Like the ebbing waves, this feeling in my chest subsides and returns once more.
I wonder why is that.
I find myself reading to William Blake's poetry nowadays. They have the quality I want to posses.
Though they can hardly smoother the flames sometimes.
I think, it's best to just stay at a distance and watch. The person whom I avoid, is actually a glass bottle. Once explodes, the shards will wound many people nearby.
Someone who gives out easily to anger... I'm sorry but I'm often disgusted in their acts.
I have been exposed to that situation when I was still a small child. Someone lost his head and began his rampage in front of me.
Idiot. What an idiot.
I can't look at his face without remembering how his eyes were dark, burning with hatred when he threw his fists against the door. How he bellowed with a voice more animal than human while he let his destructive instinct took over his body, relinquised control to the mad black flame in his heart.
I don't have a very memorable childhood. At least, according to my own hazy memories...

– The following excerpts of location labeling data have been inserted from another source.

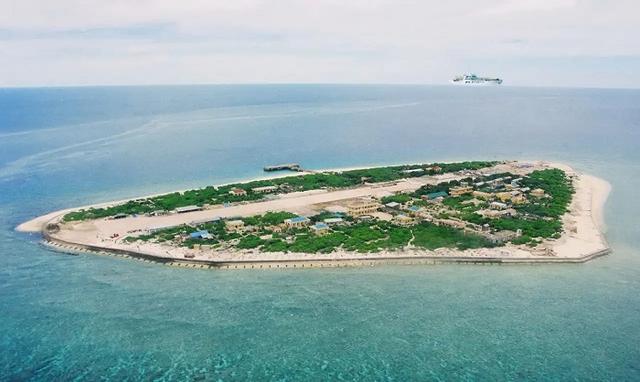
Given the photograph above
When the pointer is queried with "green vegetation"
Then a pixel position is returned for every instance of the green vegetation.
(556, 184)
(536, 217)
(219, 195)
(430, 236)
(399, 198)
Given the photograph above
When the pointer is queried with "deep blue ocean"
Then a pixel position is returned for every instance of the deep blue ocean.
(90, 317)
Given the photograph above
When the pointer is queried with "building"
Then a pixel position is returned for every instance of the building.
(451, 223)
(494, 214)
(362, 207)
(414, 210)
(403, 220)
(237, 192)
(297, 222)
(265, 189)
(460, 190)
(518, 199)
(435, 195)
(473, 201)
(234, 225)
(501, 236)
(538, 192)
(333, 220)
(412, 171)
(498, 206)
(320, 229)
(185, 209)
(504, 196)
(204, 234)
(482, 195)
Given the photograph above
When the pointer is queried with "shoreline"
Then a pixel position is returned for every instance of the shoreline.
(582, 241)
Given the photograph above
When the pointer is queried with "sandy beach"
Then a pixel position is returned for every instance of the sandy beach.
(582, 240)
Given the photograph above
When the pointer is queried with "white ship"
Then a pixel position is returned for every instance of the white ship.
(472, 79)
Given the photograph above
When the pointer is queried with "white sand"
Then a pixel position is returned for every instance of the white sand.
(583, 225)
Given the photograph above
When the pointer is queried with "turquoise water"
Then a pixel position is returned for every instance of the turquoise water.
(90, 317)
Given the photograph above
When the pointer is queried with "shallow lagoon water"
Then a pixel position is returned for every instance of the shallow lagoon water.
(88, 317)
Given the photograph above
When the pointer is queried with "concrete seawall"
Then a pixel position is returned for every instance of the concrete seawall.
(73, 248)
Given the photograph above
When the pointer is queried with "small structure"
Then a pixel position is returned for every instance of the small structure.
(333, 221)
(204, 234)
(413, 210)
(494, 214)
(185, 209)
(518, 199)
(403, 220)
(413, 171)
(451, 223)
(504, 196)
(320, 229)
(538, 192)
(234, 225)
(362, 207)
(473, 201)
(482, 195)
(284, 166)
(460, 190)
(237, 192)
(497, 206)
(501, 236)
(265, 189)
(436, 195)
(297, 222)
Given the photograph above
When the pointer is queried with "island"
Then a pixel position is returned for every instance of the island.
(471, 212)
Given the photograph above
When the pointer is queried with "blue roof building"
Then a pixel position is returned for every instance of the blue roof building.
(298, 221)
(435, 195)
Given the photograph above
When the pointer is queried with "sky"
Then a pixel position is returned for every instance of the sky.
(577, 43)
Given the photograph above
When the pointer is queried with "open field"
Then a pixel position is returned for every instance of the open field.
(581, 236)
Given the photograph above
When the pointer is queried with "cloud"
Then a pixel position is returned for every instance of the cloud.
(196, 41)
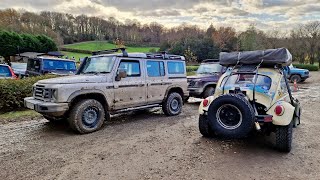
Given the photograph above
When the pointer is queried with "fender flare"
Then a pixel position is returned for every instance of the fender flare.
(88, 91)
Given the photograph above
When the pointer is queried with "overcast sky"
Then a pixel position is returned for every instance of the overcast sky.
(266, 14)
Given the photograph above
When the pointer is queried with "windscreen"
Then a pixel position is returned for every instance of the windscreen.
(59, 65)
(98, 65)
(4, 71)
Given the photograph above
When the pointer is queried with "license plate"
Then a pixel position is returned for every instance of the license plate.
(30, 106)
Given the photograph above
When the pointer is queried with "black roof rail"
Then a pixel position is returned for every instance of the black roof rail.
(110, 51)
(211, 60)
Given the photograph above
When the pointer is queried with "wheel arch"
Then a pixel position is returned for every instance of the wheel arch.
(89, 94)
(176, 89)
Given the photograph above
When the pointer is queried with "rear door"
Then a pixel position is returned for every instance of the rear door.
(156, 81)
(130, 91)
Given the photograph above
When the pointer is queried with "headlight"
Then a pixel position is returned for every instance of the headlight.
(54, 94)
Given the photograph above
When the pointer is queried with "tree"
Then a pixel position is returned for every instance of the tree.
(225, 38)
(190, 56)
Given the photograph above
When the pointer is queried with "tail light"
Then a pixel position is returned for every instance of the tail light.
(279, 110)
(205, 103)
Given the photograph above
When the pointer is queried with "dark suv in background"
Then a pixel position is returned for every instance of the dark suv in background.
(50, 65)
(203, 84)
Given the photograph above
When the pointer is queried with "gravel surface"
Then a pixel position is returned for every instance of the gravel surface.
(149, 145)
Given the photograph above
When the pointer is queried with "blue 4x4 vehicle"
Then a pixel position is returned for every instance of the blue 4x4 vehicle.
(50, 65)
(296, 74)
(203, 84)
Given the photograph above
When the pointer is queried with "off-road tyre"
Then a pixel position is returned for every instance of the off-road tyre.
(295, 77)
(80, 118)
(209, 91)
(284, 138)
(172, 106)
(240, 109)
(204, 127)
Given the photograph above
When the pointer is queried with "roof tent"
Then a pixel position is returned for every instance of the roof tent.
(280, 56)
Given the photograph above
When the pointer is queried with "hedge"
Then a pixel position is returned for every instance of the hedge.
(12, 92)
(307, 66)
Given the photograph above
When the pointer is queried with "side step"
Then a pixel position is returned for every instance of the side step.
(136, 108)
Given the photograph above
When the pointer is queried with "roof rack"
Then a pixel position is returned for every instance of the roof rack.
(110, 51)
(161, 55)
(164, 55)
(211, 60)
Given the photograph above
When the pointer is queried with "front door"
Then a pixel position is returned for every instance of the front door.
(130, 91)
(156, 81)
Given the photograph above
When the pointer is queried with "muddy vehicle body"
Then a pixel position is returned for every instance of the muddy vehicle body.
(203, 84)
(107, 84)
(252, 97)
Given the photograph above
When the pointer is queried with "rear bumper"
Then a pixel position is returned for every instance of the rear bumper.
(48, 108)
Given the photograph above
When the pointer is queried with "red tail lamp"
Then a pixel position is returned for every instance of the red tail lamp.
(205, 102)
(279, 110)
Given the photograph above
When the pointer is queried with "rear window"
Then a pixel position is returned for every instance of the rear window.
(176, 68)
(247, 80)
(33, 65)
(58, 65)
(4, 71)
(155, 68)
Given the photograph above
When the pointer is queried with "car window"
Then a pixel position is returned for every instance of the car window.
(58, 65)
(209, 68)
(176, 68)
(98, 65)
(19, 66)
(155, 68)
(4, 71)
(247, 80)
(283, 86)
(131, 67)
(33, 65)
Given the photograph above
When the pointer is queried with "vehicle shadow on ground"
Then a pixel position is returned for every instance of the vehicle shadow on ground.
(254, 143)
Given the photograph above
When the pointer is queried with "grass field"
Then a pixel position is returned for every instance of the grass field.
(77, 56)
(103, 45)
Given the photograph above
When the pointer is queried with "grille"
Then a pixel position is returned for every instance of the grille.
(41, 93)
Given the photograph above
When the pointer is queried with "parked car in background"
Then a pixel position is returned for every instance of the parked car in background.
(110, 84)
(6, 72)
(50, 65)
(203, 84)
(19, 69)
(296, 74)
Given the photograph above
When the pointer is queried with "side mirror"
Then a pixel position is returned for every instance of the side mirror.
(121, 74)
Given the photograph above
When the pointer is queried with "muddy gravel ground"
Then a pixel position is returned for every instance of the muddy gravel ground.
(149, 145)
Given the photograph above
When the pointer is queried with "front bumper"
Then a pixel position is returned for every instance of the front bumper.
(48, 108)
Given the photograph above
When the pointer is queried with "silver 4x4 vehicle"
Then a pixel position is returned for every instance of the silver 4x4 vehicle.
(109, 84)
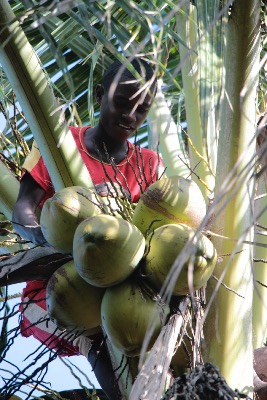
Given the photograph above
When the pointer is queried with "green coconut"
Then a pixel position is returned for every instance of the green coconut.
(73, 303)
(163, 247)
(170, 200)
(62, 213)
(126, 313)
(107, 249)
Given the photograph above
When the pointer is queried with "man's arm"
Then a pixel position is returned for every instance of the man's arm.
(24, 219)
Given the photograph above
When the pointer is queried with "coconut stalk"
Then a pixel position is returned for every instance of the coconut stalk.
(42, 110)
(9, 189)
(228, 328)
(163, 127)
(187, 30)
(260, 269)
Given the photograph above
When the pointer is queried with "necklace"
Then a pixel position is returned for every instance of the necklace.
(84, 149)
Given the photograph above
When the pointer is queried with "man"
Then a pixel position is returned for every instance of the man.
(125, 99)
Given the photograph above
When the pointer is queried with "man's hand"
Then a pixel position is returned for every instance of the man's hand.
(113, 189)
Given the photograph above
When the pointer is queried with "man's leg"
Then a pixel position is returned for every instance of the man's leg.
(101, 364)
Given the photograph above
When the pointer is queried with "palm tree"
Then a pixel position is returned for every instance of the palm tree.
(207, 53)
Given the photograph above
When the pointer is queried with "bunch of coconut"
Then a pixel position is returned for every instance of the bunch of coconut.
(100, 287)
(106, 250)
(169, 214)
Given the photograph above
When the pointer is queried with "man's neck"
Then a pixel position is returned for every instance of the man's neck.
(99, 147)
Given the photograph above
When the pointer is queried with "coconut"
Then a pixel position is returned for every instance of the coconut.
(107, 249)
(126, 313)
(62, 213)
(170, 200)
(73, 303)
(163, 247)
(117, 206)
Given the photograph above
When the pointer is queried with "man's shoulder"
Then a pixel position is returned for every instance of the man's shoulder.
(144, 151)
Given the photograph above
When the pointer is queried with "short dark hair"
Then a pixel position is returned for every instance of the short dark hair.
(141, 66)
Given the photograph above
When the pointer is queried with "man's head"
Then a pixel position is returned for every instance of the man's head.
(118, 71)
(125, 98)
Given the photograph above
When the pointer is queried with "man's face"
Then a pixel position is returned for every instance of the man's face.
(123, 109)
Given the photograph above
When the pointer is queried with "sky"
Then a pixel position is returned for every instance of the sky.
(58, 375)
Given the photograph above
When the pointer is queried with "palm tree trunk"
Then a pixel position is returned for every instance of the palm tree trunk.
(229, 323)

But that scene was burnt deeply into my mind and is still are.
The fear... A child's mind is so pure and innocent. It captures a lot of things that will remain with him/her until they grow up.

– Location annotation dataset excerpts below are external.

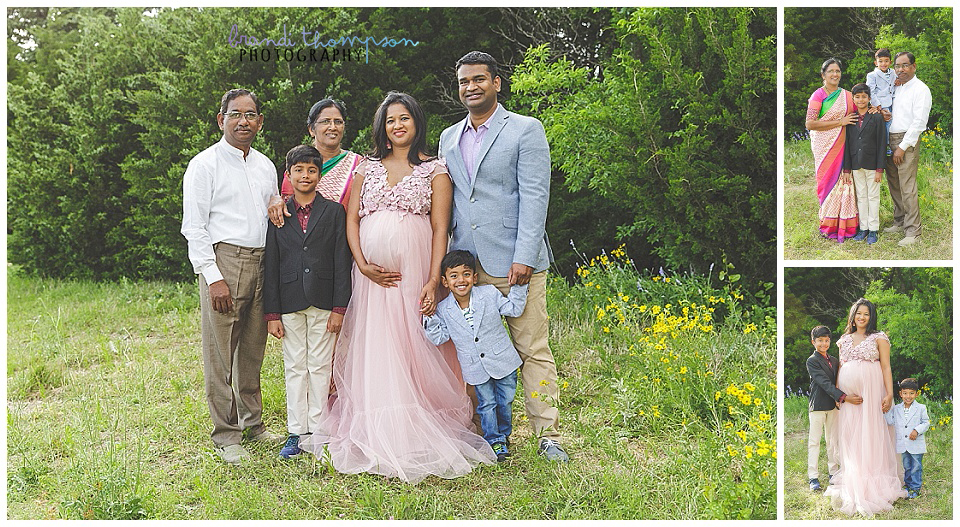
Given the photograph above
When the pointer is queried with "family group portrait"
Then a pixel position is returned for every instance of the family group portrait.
(494, 271)
(868, 165)
(868, 374)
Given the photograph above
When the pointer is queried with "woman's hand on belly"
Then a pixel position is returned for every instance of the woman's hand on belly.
(379, 275)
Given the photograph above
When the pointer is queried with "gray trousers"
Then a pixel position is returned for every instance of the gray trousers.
(902, 182)
(233, 345)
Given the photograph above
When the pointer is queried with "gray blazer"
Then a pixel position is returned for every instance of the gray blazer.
(902, 427)
(485, 350)
(501, 214)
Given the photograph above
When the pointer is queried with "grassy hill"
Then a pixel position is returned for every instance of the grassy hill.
(668, 409)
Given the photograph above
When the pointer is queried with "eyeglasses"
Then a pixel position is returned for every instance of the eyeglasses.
(250, 116)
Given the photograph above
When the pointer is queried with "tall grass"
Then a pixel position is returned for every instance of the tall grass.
(936, 499)
(801, 237)
(107, 417)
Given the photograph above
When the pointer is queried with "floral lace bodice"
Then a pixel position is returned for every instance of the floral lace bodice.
(410, 195)
(866, 350)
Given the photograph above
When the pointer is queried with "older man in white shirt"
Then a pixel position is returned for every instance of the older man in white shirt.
(911, 110)
(226, 191)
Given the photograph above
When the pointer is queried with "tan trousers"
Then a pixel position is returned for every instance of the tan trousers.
(529, 334)
(822, 423)
(233, 345)
(868, 198)
(307, 365)
(902, 181)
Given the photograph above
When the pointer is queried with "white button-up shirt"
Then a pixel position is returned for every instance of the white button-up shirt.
(225, 199)
(911, 110)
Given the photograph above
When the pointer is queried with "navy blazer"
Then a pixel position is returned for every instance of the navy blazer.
(311, 268)
(824, 393)
(866, 145)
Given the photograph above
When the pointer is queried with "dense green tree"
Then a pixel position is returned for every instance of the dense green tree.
(674, 133)
(107, 106)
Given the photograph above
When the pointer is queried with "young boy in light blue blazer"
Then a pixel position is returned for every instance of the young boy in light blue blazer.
(882, 83)
(910, 421)
(470, 317)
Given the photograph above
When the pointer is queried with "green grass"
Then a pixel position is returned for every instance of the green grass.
(936, 499)
(801, 236)
(107, 420)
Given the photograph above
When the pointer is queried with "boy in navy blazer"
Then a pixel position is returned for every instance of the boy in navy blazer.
(306, 288)
(864, 160)
(825, 398)
(470, 316)
(909, 420)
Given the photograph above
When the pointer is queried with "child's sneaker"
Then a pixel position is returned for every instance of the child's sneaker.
(500, 449)
(291, 448)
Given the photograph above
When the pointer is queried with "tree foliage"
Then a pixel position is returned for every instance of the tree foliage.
(673, 132)
(914, 307)
(811, 35)
(107, 105)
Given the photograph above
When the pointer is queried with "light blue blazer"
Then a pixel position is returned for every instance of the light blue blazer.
(501, 214)
(902, 428)
(485, 350)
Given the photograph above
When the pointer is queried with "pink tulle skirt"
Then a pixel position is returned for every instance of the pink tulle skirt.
(401, 409)
(867, 481)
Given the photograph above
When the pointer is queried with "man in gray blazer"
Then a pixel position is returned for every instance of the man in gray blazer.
(499, 162)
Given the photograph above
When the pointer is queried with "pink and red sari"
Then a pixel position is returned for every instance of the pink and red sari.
(838, 201)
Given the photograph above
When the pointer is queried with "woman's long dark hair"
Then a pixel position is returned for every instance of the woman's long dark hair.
(871, 325)
(379, 132)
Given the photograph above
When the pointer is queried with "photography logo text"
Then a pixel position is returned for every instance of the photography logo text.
(308, 46)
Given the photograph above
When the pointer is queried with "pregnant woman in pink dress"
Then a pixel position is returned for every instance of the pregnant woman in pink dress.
(867, 481)
(401, 409)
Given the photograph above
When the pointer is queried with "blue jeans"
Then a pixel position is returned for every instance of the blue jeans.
(912, 470)
(494, 400)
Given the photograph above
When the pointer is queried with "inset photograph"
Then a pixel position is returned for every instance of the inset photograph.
(868, 401)
(868, 123)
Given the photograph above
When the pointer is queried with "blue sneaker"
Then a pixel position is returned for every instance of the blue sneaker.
(291, 447)
(551, 450)
(500, 449)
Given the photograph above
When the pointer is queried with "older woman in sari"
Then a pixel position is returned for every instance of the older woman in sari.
(326, 125)
(829, 110)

I have been shaped by the horrors I faced during my period of upbringing. Though the family try their best to protect me...
...I'd say they tend to be one step too late.
It's okay.
Am I still in a chrysalis, or have emerged anew?

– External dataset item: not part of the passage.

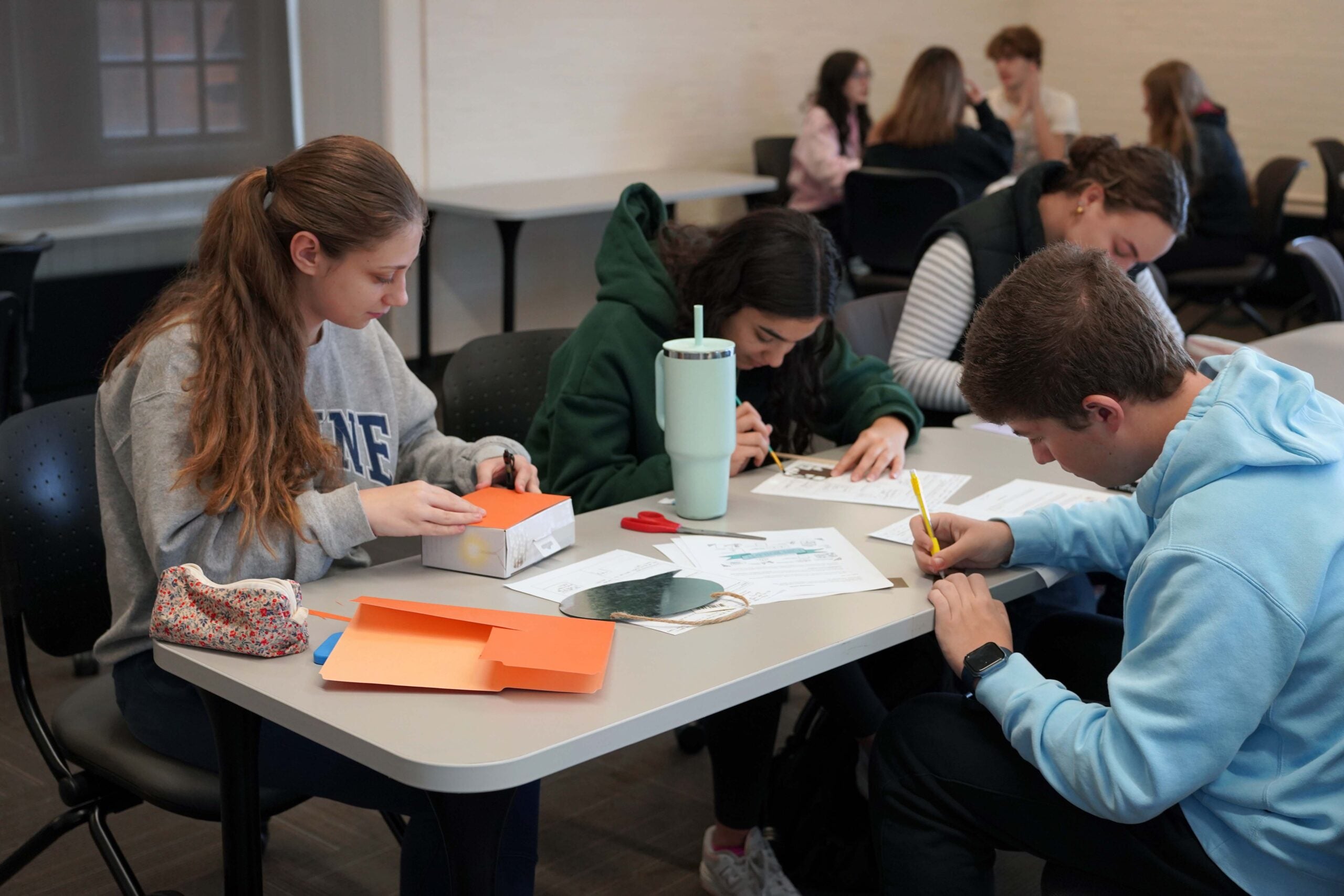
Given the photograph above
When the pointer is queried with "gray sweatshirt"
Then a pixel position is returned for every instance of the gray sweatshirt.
(366, 400)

Chrysalis, a hard skin beneath the shedded one. It prevents any damage done to the developing body of the soon-to-be butterfly, from which it will break out from and spread out its wings.
A question finds its way into my mind, how does the caterpillar knows the right moment to emerge?
It doesn't.
It is simply a beast of instinct.
It does not think. It acts accordingly instantly.
Maybe we can learn something from it.